An Instagram account You Did Not Eat That, started at the end of April, specifically targets thin women (and the lifestyle brands that use them to promote sales) for posting photos of fattening foods. The message of the account is that a thin woman could not possibly eat a donut or an ice cream cone or bacon and keep her lithe figure. It is an inherently problematic perspective, given that some women are naturally thin, regardless of whether they eat pink frosted donuts.

A sampling of photos from the You Did Not Eat That Instagram account.
A sampling of photos from the You Did Not Eat That Instagram account.

“People need to acknowledge the existence of body diversity outside of the context of eating specific foods,” said Duke. “A person can eat ice cream and still be thin, and a person can not eat ice cream and still be fat. Just because you see a person eating something on the street, doesn’t mean you know anything about their health status.”

Your Body? No One Else's Business

Changing the way an entire culture thinks about body image, food consumption and health means fighting a long and uphill battle. And a lot of that fight comes down to individual women saying f**k it, and eating what they want, when they want, where they want.

“It really just boils down to: ‘My body is not a democracy, it’s a dictatorship,’” said Duke. “You don’t get to tell me what I can or can’t do with my body, and what I put in my body is not your decision.”
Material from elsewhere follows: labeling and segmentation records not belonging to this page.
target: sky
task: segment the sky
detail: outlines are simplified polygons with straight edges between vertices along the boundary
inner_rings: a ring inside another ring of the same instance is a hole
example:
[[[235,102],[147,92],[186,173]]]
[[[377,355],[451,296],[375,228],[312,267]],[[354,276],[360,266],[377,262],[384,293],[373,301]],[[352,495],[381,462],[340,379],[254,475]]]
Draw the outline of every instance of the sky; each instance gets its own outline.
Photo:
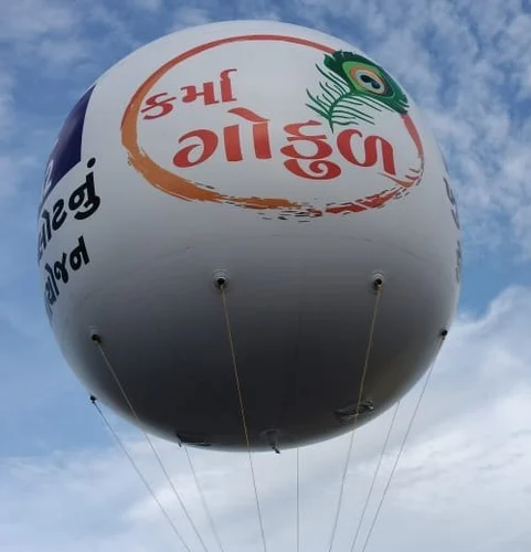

She also suggests looking at your afternoon stroll near your work while eating a burrito as a political act -- a way of mobilizing women around the fight for body positivity and safer public spaces.

Geneen Roth, author of Women Food and God, agreed that women need to learn to divorce themselves from what she calls the "insanity" of the larger culture -- and recognizes that it's easier said than done.

"I think that one thing is to realize that when someone comments on something you’re eating, it’s not about you," Roth said in an interview. "It’s about them and their craziness and their judgments -- and usually [how they feel about] themselves."

And the more secure you feel in your own skin, the less a shaming comment is likely to derail your self-esteem.

"If a woman feels that she has a right to eat what she wants to eat, that she’s really fine in herself, that it’s nobody else’s business what she looks like and eats -- which it isn’t -- then how that woman would react is to not have a reaction," Roth said. "Or [she would] say 'Oh, poor guy. There's something wrong with you.'"

Here at HuffPost Women, we once published a collection of photos of women eating. Those diverse pictures are a reminder that not only is food nourishing and necessary, but a source of real joy.

“When I eat a cupcake in public, I give all women everywhere permission to do the same,” said Duke.

Because we should be able to have our goddamn froyo -- and eat it on the sidewalk, too.

*Last names have been omitted to protect the identities of those featured.